So what’s going to make AJ Bond different from other Tennessee Whiskeys? “With a category like Tennessee Whiskey, I feel like consumers may only think of one flavor profile,” Henley says. “I really wanted to create something that has complexity, is palatable enough to sip on and enjoy for the night, but is also be something that can hold up in a cocktail.” 

Pot and column stills are both in use at AJ Bond.
Sazerac

It’s been a 10-year process. Was it worth the wait? 

How it tastes: Bottled at a robust 95 proof (so it will indeed hold up in a cocktail), AJ Bond’s initial release offers a lot of butterscotch on the nose and a little chestnut. As it hits the palate, I found a rich and velvety texture with notes of caramel apple, lemon meringue and a subtle oak spice.

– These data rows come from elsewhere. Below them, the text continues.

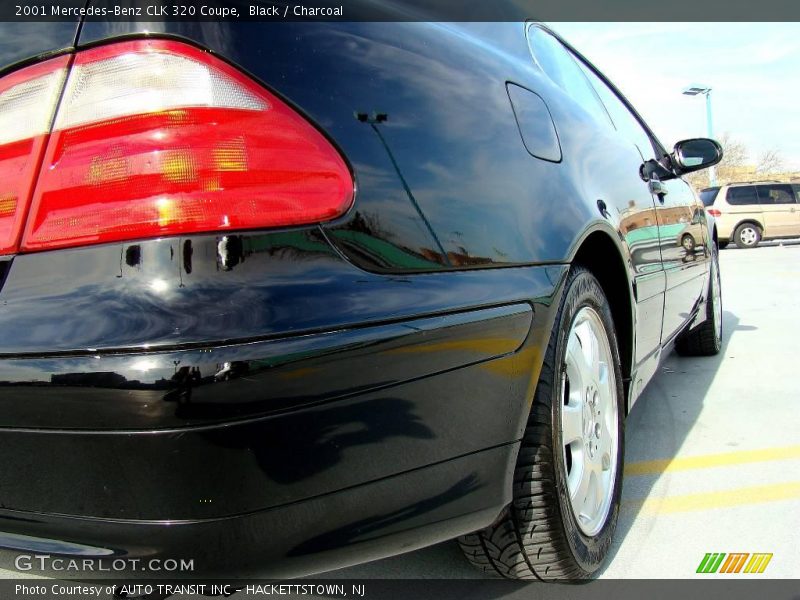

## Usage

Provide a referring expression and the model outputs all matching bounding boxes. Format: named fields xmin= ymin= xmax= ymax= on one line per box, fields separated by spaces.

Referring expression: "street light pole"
xmin=683 ymin=84 xmax=717 ymax=185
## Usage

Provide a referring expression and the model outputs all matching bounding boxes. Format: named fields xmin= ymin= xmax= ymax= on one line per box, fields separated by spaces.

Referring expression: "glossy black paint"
xmin=0 ymin=14 xmax=712 ymax=576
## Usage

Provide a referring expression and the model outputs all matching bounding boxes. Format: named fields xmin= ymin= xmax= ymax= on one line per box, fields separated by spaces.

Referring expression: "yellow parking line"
xmin=625 ymin=446 xmax=800 ymax=475
xmin=624 ymin=481 xmax=800 ymax=513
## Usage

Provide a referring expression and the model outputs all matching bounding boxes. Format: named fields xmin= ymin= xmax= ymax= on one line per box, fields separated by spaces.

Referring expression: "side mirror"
xmin=670 ymin=138 xmax=722 ymax=175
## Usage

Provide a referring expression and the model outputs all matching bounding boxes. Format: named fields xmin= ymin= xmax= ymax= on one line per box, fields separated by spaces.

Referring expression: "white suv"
xmin=700 ymin=181 xmax=800 ymax=248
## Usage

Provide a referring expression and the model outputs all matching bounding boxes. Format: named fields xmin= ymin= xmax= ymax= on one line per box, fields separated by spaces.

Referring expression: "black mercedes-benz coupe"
xmin=0 ymin=10 xmax=722 ymax=580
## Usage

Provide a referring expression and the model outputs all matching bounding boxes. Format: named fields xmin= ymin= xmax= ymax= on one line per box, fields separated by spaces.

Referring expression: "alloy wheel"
xmin=561 ymin=306 xmax=619 ymax=537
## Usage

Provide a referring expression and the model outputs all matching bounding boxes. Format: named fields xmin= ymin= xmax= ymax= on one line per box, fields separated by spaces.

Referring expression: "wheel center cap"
xmin=582 ymin=386 xmax=601 ymax=457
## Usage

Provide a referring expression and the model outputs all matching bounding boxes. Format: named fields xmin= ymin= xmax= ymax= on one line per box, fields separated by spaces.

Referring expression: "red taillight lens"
xmin=0 ymin=40 xmax=353 ymax=251
xmin=0 ymin=56 xmax=69 ymax=254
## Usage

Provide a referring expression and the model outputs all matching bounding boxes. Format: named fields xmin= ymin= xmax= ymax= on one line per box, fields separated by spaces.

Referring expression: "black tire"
xmin=459 ymin=266 xmax=625 ymax=581
xmin=675 ymin=244 xmax=722 ymax=356
xmin=733 ymin=223 xmax=761 ymax=250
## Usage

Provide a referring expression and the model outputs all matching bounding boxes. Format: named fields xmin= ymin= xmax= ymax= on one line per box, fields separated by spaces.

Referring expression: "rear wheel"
xmin=675 ymin=244 xmax=722 ymax=356
xmin=733 ymin=223 xmax=761 ymax=248
xmin=459 ymin=267 xmax=624 ymax=580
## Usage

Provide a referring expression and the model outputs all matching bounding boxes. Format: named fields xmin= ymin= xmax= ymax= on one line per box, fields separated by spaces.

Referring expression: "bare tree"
xmin=756 ymin=150 xmax=785 ymax=175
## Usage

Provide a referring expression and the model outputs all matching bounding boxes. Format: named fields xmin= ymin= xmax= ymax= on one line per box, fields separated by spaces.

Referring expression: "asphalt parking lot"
xmin=0 ymin=243 xmax=800 ymax=579
xmin=326 ymin=242 xmax=800 ymax=579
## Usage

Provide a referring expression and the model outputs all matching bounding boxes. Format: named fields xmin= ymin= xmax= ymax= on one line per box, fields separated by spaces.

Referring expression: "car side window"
xmin=578 ymin=61 xmax=659 ymax=160
xmin=756 ymin=183 xmax=795 ymax=204
xmin=725 ymin=185 xmax=758 ymax=206
xmin=528 ymin=25 xmax=611 ymax=126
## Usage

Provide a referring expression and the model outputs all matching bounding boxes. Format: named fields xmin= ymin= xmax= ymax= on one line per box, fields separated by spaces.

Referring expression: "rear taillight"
xmin=0 ymin=56 xmax=69 ymax=254
xmin=0 ymin=40 xmax=353 ymax=251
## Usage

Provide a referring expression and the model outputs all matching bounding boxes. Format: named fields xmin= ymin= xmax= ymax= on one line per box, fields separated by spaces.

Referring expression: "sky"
xmin=550 ymin=23 xmax=800 ymax=170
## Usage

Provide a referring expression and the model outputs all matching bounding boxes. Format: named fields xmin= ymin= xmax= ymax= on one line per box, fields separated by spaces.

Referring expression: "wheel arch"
xmin=570 ymin=228 xmax=635 ymax=410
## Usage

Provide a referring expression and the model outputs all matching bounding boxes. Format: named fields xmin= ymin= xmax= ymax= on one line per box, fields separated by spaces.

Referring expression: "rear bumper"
xmin=0 ymin=234 xmax=566 ymax=578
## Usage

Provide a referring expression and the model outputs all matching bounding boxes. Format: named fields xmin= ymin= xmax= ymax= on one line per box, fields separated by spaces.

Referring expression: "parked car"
xmin=0 ymin=17 xmax=722 ymax=580
xmin=700 ymin=181 xmax=800 ymax=248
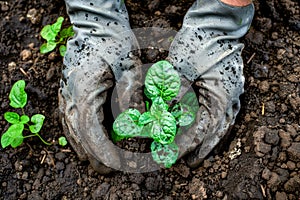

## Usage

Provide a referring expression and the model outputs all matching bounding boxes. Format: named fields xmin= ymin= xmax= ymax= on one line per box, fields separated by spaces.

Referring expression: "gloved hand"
xmin=59 ymin=0 xmax=142 ymax=174
xmin=168 ymin=0 xmax=254 ymax=167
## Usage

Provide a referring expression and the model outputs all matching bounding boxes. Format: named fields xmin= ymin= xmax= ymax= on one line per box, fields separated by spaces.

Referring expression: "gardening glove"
xmin=168 ymin=0 xmax=254 ymax=167
xmin=59 ymin=0 xmax=142 ymax=174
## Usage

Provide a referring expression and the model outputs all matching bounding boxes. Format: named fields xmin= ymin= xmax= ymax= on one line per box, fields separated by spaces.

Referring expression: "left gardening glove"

It’s unique among its Tennessee Whiskey contemporaries, an easy sipper and a strong entry in an underappreciated category.

Fun fact: Henley isn’t opposed to actually releasing a bottled-in-bond whiskey. “We’ve talked about different variants that we can do under the AJ Bond name,” she says. “We do have a couple of nice things we’ve made in the past years that are aging and will eventually be released. A bottled-in-bond could potentially be one of those.” (Future releases may also include different mash bills, too.)

Where to buy: AJ Bond Tennessee Whiskey was released in Tennessee this month at a suggested retail price of $39.99, with broader U.S. distribution set for later in the year (if you’re not in state, you may be able to find it online).